AUTHOR=Huang Shiu-Wen , Yang Hung-Yu , Huang Wei-Jan , Chen Wei-Chuan , Yu Meng-Chieh , Wang Shih-Wei , Hsu Ya-Fen , Hsu Ming-Jen
TITLE=WMJ-S-001, a Novel Aliphatic Hydroxamate-Based Compound, Suppresses Lymphangiogenesis Through p38mapk-p53-survivin Signaling Cascade
JOURNAL=Frontiers in Oncology
VOLUME=9
YEAR=2019
URL=https://www.frontiersin.org/journals/oncology/articles/10.3389/fonc.2019.01188
DOI=10.3389/fonc.2019.01188
ISSN=2234-943X
ABSTRACT=Background and purpose: Angiogenesis and lymphangiogenesis are major routes for metastatic spread of tumor cells. It thus represent the rational targets for therapeutic intervention of cancer. Recently, we showed that a novel aliphatic hydroxamate-based compound, WMJ-S-001, exhibits anti-angiogenic, anti-inflammatory and anti-tumor properties. However, whether WMJ-S-001 is capable of suppressing lymphangiogenesis remains unclear. We are thus interested in exploring WMJ-S-001's anti-lymphangiogenic mechanisms in lymphatic endothelial cell (LECs).

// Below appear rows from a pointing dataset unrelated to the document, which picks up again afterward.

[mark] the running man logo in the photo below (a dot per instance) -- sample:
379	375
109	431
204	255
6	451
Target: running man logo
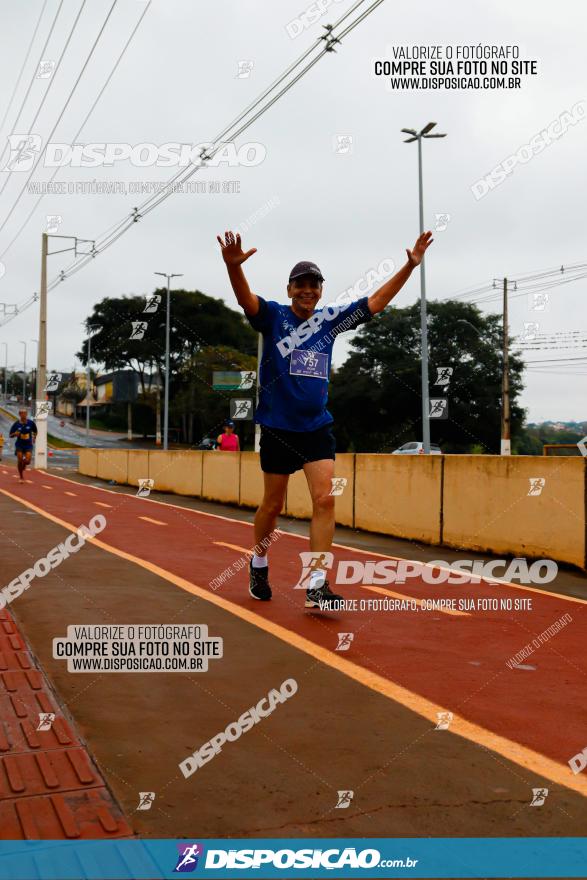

Experimental approach: WMJ-S-001's effects on LEC proliferation, migration and invasion, as well as signaling molecules activation were analyzed by immunoblotting, flow-cytometry, MTT, BrdU, migration and invasion assays. We performed tube formation assay to examine WMJ-S-001's ex vivo anti-lymphangiogenic effects.

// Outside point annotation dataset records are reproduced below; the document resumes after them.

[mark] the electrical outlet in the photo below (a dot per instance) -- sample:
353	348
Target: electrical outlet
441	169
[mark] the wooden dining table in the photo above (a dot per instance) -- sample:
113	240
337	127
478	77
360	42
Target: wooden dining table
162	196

Key results: WMJ-S-001 inhibited serum-induced cell proliferation, migration, invasion in murine LECs (SV-LECs). WMJ-S-001 reduced the mRNA and protein levels of survivin. Survivin siRNA significantly suppressed serum-induced SV-LEC invasion. WMJ-S-001 induced p53 phosphorylation and increased its reporter activities. In addition, WMJ-S-001 increased p53 binding to the promoter region of survivin, while Sp1 binding to the region was decreased. WMJ-S-001 induced p38 mitogen-activated protein kinase (p38MAPK) activation. p38MPAK signaling blockade significantly inhibited p53 phosphorylation and restored survivin reduction in WMJ-S-001-stimulated SV-LCEs. Furthermore, WMJ-S-001 induced survivin reduction and inhibited cell proliferation, invasion and tube formation of primary human LECs.

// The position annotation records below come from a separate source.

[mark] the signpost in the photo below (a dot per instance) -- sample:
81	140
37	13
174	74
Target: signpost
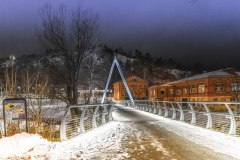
15	116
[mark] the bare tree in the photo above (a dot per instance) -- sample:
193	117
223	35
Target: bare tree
92	65
68	41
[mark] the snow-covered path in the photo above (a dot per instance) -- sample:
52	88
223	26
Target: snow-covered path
139	135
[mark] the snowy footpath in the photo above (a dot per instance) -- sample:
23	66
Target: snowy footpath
132	135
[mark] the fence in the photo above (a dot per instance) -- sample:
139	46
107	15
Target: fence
80	118
219	116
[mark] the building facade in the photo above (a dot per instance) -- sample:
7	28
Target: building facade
138	88
220	85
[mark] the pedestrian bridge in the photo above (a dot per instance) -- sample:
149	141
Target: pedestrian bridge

Conclusions and Implications: These observations indicate that WMJ-S-001 may suppress lymphatic endothelial remodeling and reduce lymphangiogenesis through p38MAPK-p53-survivin signaling. It also suggests that WMJ-S-001 is a potential lead compound in developing novel agents for the treatment of lymphangiogenesis-associated diseases and cancer.